Why IT Skills Boost Hiring Odds and ATS Matches
IT skills on your CV do more than “look good.” They signal that you can operate confidently in a modern workplace where most tasks are digital, from booking meetings and updating records to collaborating in shared documents. For many employers, basic computer literacy is no longer a bonus. It is a baseline requirement, and your CV needs to make that clear quickly.
The timing matters because hiring teams are dealing with higher application volumes and faster hiring cycles. That means they scan for evidence you can be productive from day one, without extra hand-holding on everyday tools like Microsoft Office, Google Workspace, Teams, Zoom, or a company CRM. Even in non-technical roles, the ability to manage files, work with spreadsheets, and communicate professionally by email can directly affect speed, accuracy, and customer experience.

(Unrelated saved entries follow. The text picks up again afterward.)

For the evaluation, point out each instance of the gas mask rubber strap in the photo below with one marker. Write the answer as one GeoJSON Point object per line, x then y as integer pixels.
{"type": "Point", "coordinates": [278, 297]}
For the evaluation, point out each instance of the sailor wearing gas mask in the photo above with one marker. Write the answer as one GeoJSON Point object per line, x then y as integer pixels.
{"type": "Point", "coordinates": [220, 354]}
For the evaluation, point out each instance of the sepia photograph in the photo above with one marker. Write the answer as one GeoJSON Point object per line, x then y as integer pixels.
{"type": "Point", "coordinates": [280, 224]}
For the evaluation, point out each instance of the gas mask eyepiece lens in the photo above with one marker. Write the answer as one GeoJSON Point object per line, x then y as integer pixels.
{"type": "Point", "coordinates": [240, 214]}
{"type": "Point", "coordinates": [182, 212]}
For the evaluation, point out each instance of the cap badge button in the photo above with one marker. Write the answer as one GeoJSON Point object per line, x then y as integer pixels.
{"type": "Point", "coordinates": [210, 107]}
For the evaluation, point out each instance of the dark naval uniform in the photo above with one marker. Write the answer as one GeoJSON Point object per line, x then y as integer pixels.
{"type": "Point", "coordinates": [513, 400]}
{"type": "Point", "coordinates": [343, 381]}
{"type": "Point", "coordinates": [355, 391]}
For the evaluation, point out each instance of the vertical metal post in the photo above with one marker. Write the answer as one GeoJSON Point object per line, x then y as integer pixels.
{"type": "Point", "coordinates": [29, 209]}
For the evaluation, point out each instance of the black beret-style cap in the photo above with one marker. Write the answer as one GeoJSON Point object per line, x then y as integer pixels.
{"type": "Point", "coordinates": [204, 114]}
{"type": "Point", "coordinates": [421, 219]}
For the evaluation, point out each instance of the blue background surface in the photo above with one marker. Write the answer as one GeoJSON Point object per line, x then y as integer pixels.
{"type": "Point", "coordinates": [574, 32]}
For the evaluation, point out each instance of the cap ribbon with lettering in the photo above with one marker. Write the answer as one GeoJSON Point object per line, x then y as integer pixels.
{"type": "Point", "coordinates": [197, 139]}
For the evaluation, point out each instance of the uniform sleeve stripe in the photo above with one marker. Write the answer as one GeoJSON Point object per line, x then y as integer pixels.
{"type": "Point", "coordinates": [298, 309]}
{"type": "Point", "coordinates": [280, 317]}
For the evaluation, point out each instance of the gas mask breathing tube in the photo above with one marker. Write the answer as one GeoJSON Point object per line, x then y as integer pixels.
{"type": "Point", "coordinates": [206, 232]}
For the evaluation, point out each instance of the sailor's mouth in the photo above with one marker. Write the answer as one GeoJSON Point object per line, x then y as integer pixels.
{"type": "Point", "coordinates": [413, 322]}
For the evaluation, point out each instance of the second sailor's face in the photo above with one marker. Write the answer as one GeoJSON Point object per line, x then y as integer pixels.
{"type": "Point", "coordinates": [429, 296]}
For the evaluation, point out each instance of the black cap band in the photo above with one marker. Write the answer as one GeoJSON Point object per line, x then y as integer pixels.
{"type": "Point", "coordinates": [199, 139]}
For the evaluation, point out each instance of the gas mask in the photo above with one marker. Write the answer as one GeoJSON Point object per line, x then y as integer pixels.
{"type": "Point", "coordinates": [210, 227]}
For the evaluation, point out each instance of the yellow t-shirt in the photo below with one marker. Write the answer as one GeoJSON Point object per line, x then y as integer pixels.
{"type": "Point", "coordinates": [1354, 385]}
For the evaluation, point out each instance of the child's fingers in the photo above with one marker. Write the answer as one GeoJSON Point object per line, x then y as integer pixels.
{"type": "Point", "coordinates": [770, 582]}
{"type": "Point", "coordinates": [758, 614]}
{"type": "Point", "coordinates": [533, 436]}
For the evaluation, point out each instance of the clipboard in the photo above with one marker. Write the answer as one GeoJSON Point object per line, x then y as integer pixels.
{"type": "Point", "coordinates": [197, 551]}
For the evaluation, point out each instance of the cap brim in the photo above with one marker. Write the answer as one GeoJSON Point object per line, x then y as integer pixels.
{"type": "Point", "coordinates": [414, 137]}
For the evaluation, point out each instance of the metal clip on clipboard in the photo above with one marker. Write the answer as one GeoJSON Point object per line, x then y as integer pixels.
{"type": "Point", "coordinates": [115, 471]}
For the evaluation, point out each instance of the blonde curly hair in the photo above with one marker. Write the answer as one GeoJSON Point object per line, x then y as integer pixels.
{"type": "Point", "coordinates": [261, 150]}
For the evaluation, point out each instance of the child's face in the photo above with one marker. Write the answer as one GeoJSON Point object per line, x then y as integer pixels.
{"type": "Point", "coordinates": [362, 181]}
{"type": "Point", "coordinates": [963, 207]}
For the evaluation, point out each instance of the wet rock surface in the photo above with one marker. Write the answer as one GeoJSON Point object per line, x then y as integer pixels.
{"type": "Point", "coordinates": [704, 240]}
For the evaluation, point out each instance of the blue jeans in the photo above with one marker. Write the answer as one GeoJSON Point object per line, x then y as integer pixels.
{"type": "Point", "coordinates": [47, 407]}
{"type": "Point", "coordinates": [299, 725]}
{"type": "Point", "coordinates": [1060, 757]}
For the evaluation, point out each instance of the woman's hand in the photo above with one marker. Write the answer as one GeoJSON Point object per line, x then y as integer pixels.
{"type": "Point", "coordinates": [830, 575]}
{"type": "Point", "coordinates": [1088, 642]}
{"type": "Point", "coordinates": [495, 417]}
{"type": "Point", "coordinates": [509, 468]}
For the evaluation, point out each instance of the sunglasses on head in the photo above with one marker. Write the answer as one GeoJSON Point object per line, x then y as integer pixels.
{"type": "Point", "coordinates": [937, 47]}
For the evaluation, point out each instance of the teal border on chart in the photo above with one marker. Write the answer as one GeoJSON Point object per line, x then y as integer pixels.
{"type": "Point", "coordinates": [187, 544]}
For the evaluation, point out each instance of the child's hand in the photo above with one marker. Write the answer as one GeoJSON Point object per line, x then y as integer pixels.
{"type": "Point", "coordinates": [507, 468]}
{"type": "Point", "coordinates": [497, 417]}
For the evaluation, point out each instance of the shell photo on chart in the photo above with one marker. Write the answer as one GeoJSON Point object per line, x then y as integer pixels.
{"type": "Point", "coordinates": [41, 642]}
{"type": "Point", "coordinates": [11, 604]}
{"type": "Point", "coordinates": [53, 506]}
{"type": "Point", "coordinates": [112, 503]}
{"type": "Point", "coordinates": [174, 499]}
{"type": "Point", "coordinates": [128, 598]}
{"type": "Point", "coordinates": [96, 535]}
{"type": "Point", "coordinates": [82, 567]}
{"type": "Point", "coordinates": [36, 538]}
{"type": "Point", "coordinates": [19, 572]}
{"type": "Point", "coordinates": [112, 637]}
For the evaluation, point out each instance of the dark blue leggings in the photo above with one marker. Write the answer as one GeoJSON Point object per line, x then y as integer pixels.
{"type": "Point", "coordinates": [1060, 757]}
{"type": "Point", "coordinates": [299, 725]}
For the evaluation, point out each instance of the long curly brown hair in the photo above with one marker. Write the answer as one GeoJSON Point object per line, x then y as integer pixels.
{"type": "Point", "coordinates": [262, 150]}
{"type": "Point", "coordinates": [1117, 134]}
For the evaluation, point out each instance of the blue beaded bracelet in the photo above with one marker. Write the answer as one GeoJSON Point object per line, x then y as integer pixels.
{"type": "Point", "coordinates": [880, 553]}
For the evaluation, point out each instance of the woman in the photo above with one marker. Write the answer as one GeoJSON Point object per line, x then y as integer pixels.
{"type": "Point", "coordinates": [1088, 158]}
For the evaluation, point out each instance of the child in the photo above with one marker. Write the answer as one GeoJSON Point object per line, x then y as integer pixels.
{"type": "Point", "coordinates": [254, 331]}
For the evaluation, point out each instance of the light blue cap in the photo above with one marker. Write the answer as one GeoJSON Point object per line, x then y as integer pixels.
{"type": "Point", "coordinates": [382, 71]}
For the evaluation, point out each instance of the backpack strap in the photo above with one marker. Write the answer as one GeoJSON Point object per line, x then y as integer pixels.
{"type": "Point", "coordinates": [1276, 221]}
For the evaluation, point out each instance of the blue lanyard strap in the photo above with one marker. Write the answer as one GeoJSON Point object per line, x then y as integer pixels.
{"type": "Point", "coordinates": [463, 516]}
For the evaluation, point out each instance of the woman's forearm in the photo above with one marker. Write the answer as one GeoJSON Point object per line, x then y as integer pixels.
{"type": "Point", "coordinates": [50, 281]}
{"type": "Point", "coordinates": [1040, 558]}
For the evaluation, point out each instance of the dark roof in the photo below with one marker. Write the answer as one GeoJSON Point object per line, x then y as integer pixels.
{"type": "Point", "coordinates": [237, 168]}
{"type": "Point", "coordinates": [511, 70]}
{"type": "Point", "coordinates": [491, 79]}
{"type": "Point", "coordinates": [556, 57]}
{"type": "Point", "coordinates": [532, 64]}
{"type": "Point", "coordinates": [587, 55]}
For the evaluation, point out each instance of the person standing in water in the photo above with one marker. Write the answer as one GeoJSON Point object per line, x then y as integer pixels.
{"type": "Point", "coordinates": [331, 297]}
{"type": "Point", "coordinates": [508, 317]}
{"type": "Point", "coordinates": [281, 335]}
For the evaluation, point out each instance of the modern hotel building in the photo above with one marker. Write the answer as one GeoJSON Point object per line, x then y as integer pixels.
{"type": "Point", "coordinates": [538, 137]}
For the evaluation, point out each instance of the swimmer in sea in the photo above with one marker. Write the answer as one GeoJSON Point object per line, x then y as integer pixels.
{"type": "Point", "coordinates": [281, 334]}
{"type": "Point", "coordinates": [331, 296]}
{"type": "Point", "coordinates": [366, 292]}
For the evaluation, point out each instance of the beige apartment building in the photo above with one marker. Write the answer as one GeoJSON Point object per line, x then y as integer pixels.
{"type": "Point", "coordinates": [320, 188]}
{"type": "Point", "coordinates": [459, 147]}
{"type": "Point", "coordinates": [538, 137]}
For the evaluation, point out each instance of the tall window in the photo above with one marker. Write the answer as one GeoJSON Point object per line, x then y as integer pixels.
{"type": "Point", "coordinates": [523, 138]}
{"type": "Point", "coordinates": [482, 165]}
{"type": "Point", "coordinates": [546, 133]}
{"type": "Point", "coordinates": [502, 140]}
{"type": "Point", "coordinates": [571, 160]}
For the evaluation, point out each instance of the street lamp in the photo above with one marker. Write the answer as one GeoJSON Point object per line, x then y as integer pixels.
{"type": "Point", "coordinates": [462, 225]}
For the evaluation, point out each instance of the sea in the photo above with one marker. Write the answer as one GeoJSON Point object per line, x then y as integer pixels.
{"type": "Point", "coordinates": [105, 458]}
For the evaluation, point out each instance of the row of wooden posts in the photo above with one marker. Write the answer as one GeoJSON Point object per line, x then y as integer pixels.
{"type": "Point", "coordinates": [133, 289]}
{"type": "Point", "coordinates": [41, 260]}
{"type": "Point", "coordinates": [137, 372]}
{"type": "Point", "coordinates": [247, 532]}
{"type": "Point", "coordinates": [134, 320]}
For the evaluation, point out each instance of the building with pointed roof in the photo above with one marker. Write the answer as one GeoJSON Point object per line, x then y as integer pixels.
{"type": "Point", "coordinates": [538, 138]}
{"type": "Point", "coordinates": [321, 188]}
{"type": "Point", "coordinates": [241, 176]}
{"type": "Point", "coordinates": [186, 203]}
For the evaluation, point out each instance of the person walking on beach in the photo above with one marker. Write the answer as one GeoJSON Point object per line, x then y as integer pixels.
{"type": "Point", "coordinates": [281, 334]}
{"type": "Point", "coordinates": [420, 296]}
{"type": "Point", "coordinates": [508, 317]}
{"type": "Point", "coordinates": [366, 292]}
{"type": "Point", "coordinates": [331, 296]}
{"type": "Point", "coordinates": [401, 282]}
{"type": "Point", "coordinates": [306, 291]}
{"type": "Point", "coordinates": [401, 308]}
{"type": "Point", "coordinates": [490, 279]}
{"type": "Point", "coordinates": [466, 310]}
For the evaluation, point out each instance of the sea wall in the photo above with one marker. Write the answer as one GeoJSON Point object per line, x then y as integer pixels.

IT skills also improve your odds with Applicant Tracking Systems (ATS). Many companies use ATS software to filter CVs before a recruiter reads them. If the job description mentions “Excel,” “data entry,” “CRM,” “Power BI,” “SharePoint,” or “ticketing systems,” the ATS may rank CVs higher when those exact terms appear in relevant sections. This is why vague phrases like “good with computers” often underperform compared to specific tools and tasks.
In real-world hiring, IT skills become proof of adaptability. Employers know tools change quickly, so they look for candidates who can learn new systems, follow digital processes, and troubleshoot minor issues without losing momentum. Showing the right IT skills helps you compete even if your work history is short, because it demonstrates readiness for how work actually gets done today.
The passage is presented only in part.